Adobe Photoshop: The First 10 Years


As we near the 20 year anniversary of Photoshop on Feb. 18, 2010, I have a special treat to add to the festivities. Ten years ago, with the help of Erin McCabe and Glenn Knoll, I published an article titled, From Darkroom to Desktop -- How Photoshop Came to Light.

To celebrate two decades of greatness, you can download the PDF of that original article that includes some terrific old Photoshop toolbars, application icons, history of Photoshop timeline, and photos of the Knoll brothers shot by Jeff Schewe.

One of my favorite passages in the article tells how the foundation was poured for what would become photography's killer application:

The story of one of the original "killer apps" begins in Ann Arbor, Michigan with a college professor named Glenn Knoll. Glenn was a photo enthusiast who maintained a darkroom in the family basement. He was also a technology aficionado intrigued by the emergence of the personal computer. His two sons, Thomas and John, inherited their father's inquisitive nature. And the vision for future greatness began with their exposure to Glenn's basement darkroom and with the Apple II Plus that he brought home for research projects.

The rest, as they say, is history.


I was a tutor at university and trained the students in Aldus Photostyler 1.0 for Windows 3.1 in 1991. Did Aldus Photostyler become Photoshop for PC in 1992? Aldus had Photostyler (Photoshop), Freehand (Illustrator) and Pagemaker. Did Adobe buy Aldus to get this technology? Photostyler was exactly like Photoshop and Freehand was exactly like Illustrator. Did Adobe license the technology first for Mac and then make a PC version in 1992? maybe someone can send an answer in. Thanks -

Freehand was acquired by MacroMedia, Adobe did not get it until a few years later when they bought MacroMedia.

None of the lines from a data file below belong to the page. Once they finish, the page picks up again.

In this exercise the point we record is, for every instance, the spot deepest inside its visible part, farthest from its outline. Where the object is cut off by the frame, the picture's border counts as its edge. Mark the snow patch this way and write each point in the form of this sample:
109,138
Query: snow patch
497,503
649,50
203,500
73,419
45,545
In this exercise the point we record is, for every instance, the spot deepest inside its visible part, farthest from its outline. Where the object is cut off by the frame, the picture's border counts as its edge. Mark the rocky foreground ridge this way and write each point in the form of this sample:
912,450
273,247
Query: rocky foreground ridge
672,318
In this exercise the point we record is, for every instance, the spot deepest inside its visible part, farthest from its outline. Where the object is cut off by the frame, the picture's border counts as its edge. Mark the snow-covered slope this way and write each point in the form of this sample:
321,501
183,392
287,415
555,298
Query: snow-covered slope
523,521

FreeHand competed with Illustrator and had many deferent tools and ways of doing things. Many designers preferred FreeHand to Illustrator but it never got the user base and was not updated properly which encouraged Illustrator growth. Further, FreeHand was not seeded all over the art colleges and other schools like Illustrator was so a generation of designers and illustrators grew up not knowing about or using Freehand which further diminished its user base.